Motorola Prepares for Wireless, Global Phone System

OVERCOMING widespread skepticism, Motorola Inc. has raised enough equity for a bold plan to encircle the earth with satellites, which will enable customers to talk using compact telephones from anywhere on the globe.

Iridium Inc., a company launched in 1990 by the Schaumburg, Ill.-based Motorola, has mustered start-up capital totaling $1.57 billion by rallying an eclectic consortium of around 15 or so worldwide companies. The successful equity financing puts Iridium far ahead of rival consortia and enables it now to seek debt financing to round out the $3.37 billion needed for the project.

The effect of wireless, global phone systems will be far-reaching. The pocket-sized mobile phones will facilitate business and promote third-world development. They could also give political dissidents the ability to bypass controls on traditional land-line and cellular phones and other forms of communication imposed by autocratic regimes, telecommunications experts say.

By 1997, Iridium says it plans to launch into low orbit the first of 66 satellites.

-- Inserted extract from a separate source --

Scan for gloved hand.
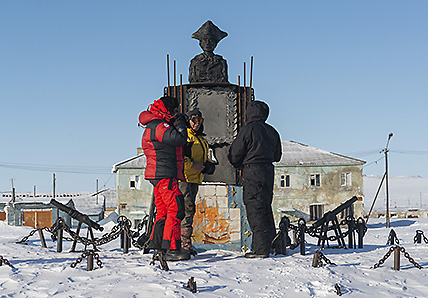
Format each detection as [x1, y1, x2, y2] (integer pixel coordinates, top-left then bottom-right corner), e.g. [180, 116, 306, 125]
[173, 112, 188, 123]
[173, 113, 188, 133]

It says it will begin service in 1998.

The signals from portable Iridium phones will bounce off the company's chain of satellites to other Iridium telephones or to Iridium ground stations. From the ground stations, signals will be shunted to land-lines or cellular phones. The Iridium system will handle all types of phone transmission: voice, facsimile, data, and paging.

Obstacles in the way

Although equity has come more easily than expected, Iridium must still overcome big obstacles. It faces strict regulatory requirements in dozens of countries and logistical challenges in running a galaxy of 66 satellites, the experts say.

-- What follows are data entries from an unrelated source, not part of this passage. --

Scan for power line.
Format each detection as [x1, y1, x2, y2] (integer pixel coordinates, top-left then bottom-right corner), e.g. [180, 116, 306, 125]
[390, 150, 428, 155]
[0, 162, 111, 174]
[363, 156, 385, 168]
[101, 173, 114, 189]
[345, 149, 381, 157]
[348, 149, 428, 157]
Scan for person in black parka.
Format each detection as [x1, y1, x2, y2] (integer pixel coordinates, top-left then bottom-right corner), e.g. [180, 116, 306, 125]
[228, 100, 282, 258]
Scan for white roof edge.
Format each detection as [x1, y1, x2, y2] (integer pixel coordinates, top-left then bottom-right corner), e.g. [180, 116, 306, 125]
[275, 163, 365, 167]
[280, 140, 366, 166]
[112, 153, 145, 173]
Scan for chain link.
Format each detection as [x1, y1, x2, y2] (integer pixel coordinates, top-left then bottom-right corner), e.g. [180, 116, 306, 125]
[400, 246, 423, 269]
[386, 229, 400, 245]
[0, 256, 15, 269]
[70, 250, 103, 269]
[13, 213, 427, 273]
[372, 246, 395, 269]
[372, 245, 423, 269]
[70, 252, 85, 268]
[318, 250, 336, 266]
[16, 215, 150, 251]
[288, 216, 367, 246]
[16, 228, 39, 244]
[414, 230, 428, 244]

``To get licensed to operate in each and every country will be a monumental task,'' says Carol Ferrari Gerbetz, a senior analyst and telecommunications industry specialist at the Yankee Group in Boston.

Iridium consortium members are responsible for securing regulatory approval in their home countries. But these members would not have made multimillion-dollar investments in Iridium had they thought an official go-ahead was unlikely, says John Windolph, an Iridium spokesman.

Even if the company successfully lays the bureaucratic and financial groundwork, it still must complete the arduous task of stringing its fleet of satellites in precise position 420 nautical miles above the earth. ``Launching the initial constellation of satellites and maintaining it over time is very expensive and risky,'' Ms. Gerbetz says.

Assembling expertise

The company has rallied a broad mix of know-how for its launches. The satellites will ride aboard the Delta 2 rockets of McDonnell Douglas Corporation, the Proton rockets of Russia's Khrunichev Enterprises, and the Long March II rockets of the China Great Wall Industry Corporation.

The Iridium consortium also includes telecommunications and industrial firms from Japan, Thailand, Taiwan, South Korea, Saudi Arabia, Italy, Russia, Germany, Canada, Venezuela, and Brazil. In addition to Motorola, consortium members in the United States include Lockheed Corporation, Raytheon Company, and Sprint Corporation.

By gathering enough capital to get started, the diverse consortium has pulled clearly ahead of its competitors, all of whom are promoting more modest systems. Its nearest rival is Globalstar, a joint venture between US telecommunication companies Qualcomm Inc. and Loral Corporation. Inmarsat, an international consortium originally set up to offer emergency communications to ships, said last month it will try to raise $1 billion for a similar global satellite telephone system.

Iridium seeks to dominate a small but lucrative slice of the burgeoning market for wireless phone transmission. By 2000, the worldwide market is expected to balloon to $60 billion with 150 million customers, according to the US International Trade Commission. Of that, Iridium aims to serve 1 million voice telephone users and 600,000 global pager customers, Mr. Windolph says.

The vast majority of its customers will be international business travelers who would gladly pay an average charge of $3 per minute for the convenience of placing and receiving phone calls anywhere, he says.

But not all Iridium users will wear pinstripes. The satellite phone system also could benefit people in developing nations, Windolph says. Iridium has urged several developing countries to consider installing the company's telephones in solar-powered kiosks in villages neglected by the national, ground-based telephone system, Windolph says.

By relying on satellite phones, the countries could avoid paying the high cost of stringing fiber optic or copper wire telephone lines. Iridium, in turn, would allow the governments of these countries to bill domestic customers and guarantee them a fair share of the revenue, Windolph says.